Doch der letzte Gedanke machte bald einer freudigeren Gewißheit Raum, denn wenn sich auch alles Unglück gegen ihn verschwor, Mariens Treue, er wußte es, war unwandelbar. Mutig drückte er die Schärpe, die sie ihm gegeben, an seine Brust, und als jetzt die Ulmer Reiterei sich an den Zug anschloß, als die Zinken und Trompeten ihre mutigen Weisen anstimmten, da kehrte seine alte Freudigkeit wieder, stolzer hob er sich im Sattel, kühner rückte er das Barett in die Stirne, und als der Zug in die festlich geschmückten Straßen einbog, musterte sein scharfes Auge alle Fenster der hohen Häuser, um sie zu erspähen.

Da gewahrte er sie, wie sie ernst und sinnend auf das fröhliche Gewühl hinabsah, er glaubte zu erkennen, wie ihre Gedanken in weiter Ferne den suchten, der ihr so nahe war, schnell drückte er seinem Pferde die Sporen in die Seite, daß es sich hoch aufbäumte und das Pflaster von seinem Hufschlag ertönte.
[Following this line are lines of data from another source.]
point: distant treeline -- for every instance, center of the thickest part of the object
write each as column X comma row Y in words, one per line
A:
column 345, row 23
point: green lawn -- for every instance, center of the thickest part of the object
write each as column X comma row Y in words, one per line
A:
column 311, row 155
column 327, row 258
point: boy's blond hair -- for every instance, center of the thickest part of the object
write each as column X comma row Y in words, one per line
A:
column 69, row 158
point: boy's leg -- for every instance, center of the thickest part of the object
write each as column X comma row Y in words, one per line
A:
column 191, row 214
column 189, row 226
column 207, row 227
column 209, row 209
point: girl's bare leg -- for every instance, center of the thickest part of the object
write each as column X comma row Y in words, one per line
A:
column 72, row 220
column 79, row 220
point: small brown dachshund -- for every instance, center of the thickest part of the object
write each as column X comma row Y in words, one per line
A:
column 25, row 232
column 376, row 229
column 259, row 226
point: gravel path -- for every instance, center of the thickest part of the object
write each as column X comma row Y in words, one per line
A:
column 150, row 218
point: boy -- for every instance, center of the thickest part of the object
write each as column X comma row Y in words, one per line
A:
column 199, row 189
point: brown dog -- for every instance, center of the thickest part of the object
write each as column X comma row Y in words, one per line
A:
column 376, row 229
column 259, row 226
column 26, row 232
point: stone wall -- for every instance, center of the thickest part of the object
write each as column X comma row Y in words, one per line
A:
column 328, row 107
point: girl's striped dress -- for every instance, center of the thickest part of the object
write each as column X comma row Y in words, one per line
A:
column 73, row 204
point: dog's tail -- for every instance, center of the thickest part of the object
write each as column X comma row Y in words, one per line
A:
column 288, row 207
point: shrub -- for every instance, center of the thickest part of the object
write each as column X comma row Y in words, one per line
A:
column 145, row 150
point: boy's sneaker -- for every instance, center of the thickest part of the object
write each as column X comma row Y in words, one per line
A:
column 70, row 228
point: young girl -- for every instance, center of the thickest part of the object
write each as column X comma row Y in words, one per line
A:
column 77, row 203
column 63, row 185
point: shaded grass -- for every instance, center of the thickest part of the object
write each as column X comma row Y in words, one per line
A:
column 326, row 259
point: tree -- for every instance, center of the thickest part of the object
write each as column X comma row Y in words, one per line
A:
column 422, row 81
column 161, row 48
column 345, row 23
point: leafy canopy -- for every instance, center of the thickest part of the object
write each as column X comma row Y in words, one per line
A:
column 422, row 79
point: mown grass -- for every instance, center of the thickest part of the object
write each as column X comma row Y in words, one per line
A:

Aber als sie sich zu ihm herabwandte, als Auge dem Auge begegnete, als ihr freudiges Erröten dem Glücklichen sagte, daß er erkannt und noch immer geliebt sei, da war es um die Besinnung des guten Georg geschehen; willenlos folgte er dem Zuge vor das Rathaus, und es hätte nicht viel gefehlt, so hätte ihn seine Sehnsucht alle Rücksichten vergessen lassen und unwiderstehlich zu dem Eckhaus mit dem Erker hingezogen.

Schon hatte er die ersten Schritte nach jener Seite gethan, als er sich von kräftiger Hand am Arm angefaßt fühlte.

„Was treibet Ihr, Junker?“ rief ihm eine tiefe, wohlbekannte Stimme ins Ohr, „dort hinauf geht es die Rathaustreppe. Wie? ich glaube, Ihr schwindelt, wäre auch kein Wunder, denn das Frühstück war gar zu mager. Seid getrost, Freundchen, und kommt. Die Ulmer führen gute Weine, wir wollen Euch mit altem Ramsthäler anstreichen.“

[63] Wenn auch der Fall aus seinem Freudenhimmel, in welchem er einige Minuten geschwebt hatte, auf den Rathausplatz in Ulm etwas unsanft war, so wußte er doch dem alten Herrn von Breitenstein, seinem nächsten Grenznachbar in Franken, Dank, daß er ihn aus seinen Träumen aufgeschüttelt und von einem übereilten Schritte zurückgehalten hatte.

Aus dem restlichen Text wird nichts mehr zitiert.